Movimentação interna de processo do Mapa que pediu uso da Força Nacional ao MJ durou de 31 de agosto a 2 de setembro, segundo documento obtido pelo Brasil de Fato / Ministério da Justiça/reprodução

Sobre a acusação de que mais de 150 pessoas alheias ao assentamento estariam vivendo no local, o MST afirma que o Incra teria “deturpado” a história de um curso pontual realizado pela organização em janeiro deste ano, quando surgiu o primeiro questionamento judicial da autarquia.  

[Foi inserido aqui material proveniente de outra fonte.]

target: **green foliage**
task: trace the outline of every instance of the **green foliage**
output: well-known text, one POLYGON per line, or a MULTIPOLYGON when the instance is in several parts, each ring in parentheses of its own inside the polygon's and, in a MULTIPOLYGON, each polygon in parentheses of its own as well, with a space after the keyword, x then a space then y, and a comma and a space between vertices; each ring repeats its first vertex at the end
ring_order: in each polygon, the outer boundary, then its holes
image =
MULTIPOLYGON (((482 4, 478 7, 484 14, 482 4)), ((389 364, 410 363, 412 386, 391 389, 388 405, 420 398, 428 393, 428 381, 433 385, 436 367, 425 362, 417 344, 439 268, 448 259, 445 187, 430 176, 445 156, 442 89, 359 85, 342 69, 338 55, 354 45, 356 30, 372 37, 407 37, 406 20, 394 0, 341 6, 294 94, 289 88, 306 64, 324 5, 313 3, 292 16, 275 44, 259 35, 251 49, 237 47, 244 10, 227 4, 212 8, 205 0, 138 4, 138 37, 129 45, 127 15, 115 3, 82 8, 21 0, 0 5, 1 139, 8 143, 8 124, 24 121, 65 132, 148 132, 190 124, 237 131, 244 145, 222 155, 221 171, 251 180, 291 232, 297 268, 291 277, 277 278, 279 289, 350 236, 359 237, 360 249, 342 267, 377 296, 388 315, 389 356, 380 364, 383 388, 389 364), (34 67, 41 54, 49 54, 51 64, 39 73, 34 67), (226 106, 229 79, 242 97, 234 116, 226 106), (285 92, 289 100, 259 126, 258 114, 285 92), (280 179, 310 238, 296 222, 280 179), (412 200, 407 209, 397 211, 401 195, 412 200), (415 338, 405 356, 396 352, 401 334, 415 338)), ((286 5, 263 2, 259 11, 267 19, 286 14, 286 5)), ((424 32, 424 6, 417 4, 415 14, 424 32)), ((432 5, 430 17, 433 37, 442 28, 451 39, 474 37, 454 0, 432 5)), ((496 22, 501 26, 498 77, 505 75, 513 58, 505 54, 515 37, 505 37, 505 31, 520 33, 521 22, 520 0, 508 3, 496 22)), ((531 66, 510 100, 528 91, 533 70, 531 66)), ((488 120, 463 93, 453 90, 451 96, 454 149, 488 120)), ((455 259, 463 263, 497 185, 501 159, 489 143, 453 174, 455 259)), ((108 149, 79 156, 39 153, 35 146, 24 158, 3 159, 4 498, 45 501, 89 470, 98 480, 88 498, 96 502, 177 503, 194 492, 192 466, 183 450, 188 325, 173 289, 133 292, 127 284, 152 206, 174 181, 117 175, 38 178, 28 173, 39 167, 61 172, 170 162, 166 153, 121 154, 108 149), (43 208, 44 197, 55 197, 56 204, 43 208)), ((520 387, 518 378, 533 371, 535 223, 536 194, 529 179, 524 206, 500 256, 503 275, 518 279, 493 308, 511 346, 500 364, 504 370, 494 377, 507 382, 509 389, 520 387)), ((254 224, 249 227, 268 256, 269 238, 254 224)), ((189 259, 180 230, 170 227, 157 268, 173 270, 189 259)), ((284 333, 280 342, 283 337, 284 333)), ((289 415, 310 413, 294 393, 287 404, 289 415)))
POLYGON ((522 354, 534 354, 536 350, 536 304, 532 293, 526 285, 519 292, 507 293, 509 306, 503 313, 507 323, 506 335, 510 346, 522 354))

“O que aconteceu foi apenas uma formação política. A escola do assentamento recebeu cerca de 150 a 180 militantes pra essas atividades e essas pessoas dormiram lá por alguns dias, mas apenas para o curso. Depois, elas foram embora, voltaram pros seus municípios. O Incra usou isso pra trazer essa acusação”, acredita Vitor Passos.    

No dia 4 de setembro, surgiu um novo mandado de reintegração de posse, desta vez referente à unidade de Jacy Rocha. O juiz federal Felipo Lívio Lemos Luz atendeu a outro pedido do Incra, que dois dias antes pediu o despejo de seis lideranças do MST “e demais integrantes do grupo de pessoas” da organização alegando irregularidades no local. Mais uma vez, o despacho não faz referência à Força Nacional.  

MPF

O MPF novamente interveio no caso, pedindo suspensão das “ações destinadas à reintegração de posse nos municípios de Prado e Mucuri”. O procurador da República Luiz Paulo Paciornik Schulman sublinhou que “as circunstâncias fáticas narradas pelo Incra estão incompletas” e que a análise sobre uma eventual desapropriação “merece maior cautela e contextualização, sob pena de se provocar uma ação abrupta e desproporcional por parte do Estado”.  


Agravo de instrumento apresentado pelo MPF aponta que "circunstâncias fáticas narradas pelo Incra estão incompletas" e que "caso merece merece maior cautela e contextualização" / MPF/reprodução

O MPF também argumentou que o cumprimento desse tipo de medida judicial durante a pandemia contribui para a exposição de mais pessoas à covid-19, trazendo vulnerabilidade às famílias. A Justiça acabou negando a solicitação do procurador, por meio de uma decisão do desembargador João Batista Moreira, publicada na última terça (8). O magistrado argumentou, entre outras coisas, que não dispunha de elementos que justificassem a suspensão da decisão por conta do risco de contágio da covid-19. Diante desse último capítulo, a região segue em clima de tensão por conta da presença da Força Nacional.